Monica:  How do you keep sales going for the whole month, especially during a month when people have so much going on?

Annette: Well, there are definitely predictable ebbs and flows in the campaign. 

There are a lot of donations at the beginning, then there’s a low in the middle, and then a big spike at the end again. And so we know that the bulk of our donations are going to come in basically in the first two days and in the last two days of the campaign. So we tried to structure something exciting happening in the middle to get those middle donations. And hopefully that saves us some work at the end of the campaign and stress of like, “Are you going to donate, or are you not?” 

One of the things that we do is we have matching donors. 

And we schedule those at strategic times throughout the month, so that on December 15, for example, we can say, “Hey, we have a $3,000 matching donor today, can you help us raise $3,000 today so that we can get this matching donation?” So we try to structure some things during those low points, but also just know that it is a really long campaign. It is a long month, and it just is what it is.

Monica:  Is there any advice you would give people just in general about running a year end campaign regardless of whether it’s through CoMoGives?

Annette: Yeah, two things come to mind.
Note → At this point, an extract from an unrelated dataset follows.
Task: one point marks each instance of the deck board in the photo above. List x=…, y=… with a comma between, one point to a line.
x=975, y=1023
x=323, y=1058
One, you will get out of it what you put into it. 

So we have done well because we put a ton of effort into it. December is all hands on deck, like every single person in our office is working on CoMoGives at some point in their day, every day during the month of December. But it is a major focus for us. And like I said, we start planning in September, so we put a lot of effort into it. If we did not do that, we would probably raise a little bit of money, but not very much. People respond when you ask directly. So be prepared to put some work into it. 

But then, as you’re preparing to put work into it, have a plan.

We are very strategic about what we do, and we look at how people respond to our different actions that we have as part of our plan. And then we adjust based on that, like what worked, what didn’t work from year to year. If you can have a plan, the bulk of the work happens before CoMoGives even starts. You can have your social media calendar.  You can have a general idea of what your newsletters are going to look like. You can even pre-write them if you’re that great a planner. You can really do a lot of the work ahead of time so that, when December 1st hits, you’re ready to go and it just flows based on what you already have planned.

Monica:  I do have to ask you about your t-shirt. You were telling me about it earlier. So tell us the story of your t-shirt and, for people who can’t see it, describe it to them!

Annette: So this is Rosie the Riveter meets bikes. 

We can do it. And I wear this shirt at the start of CoMoGives every single year. It’s my “let’s get pumped up” shirt. And so I felt like it was appropriate for our talk today.

Monica:  Thank you so much for your time today! Tell people how they can contribute to PedNet Coalition and where they can find more information. 

Annette: The best source of information is PedNet.org.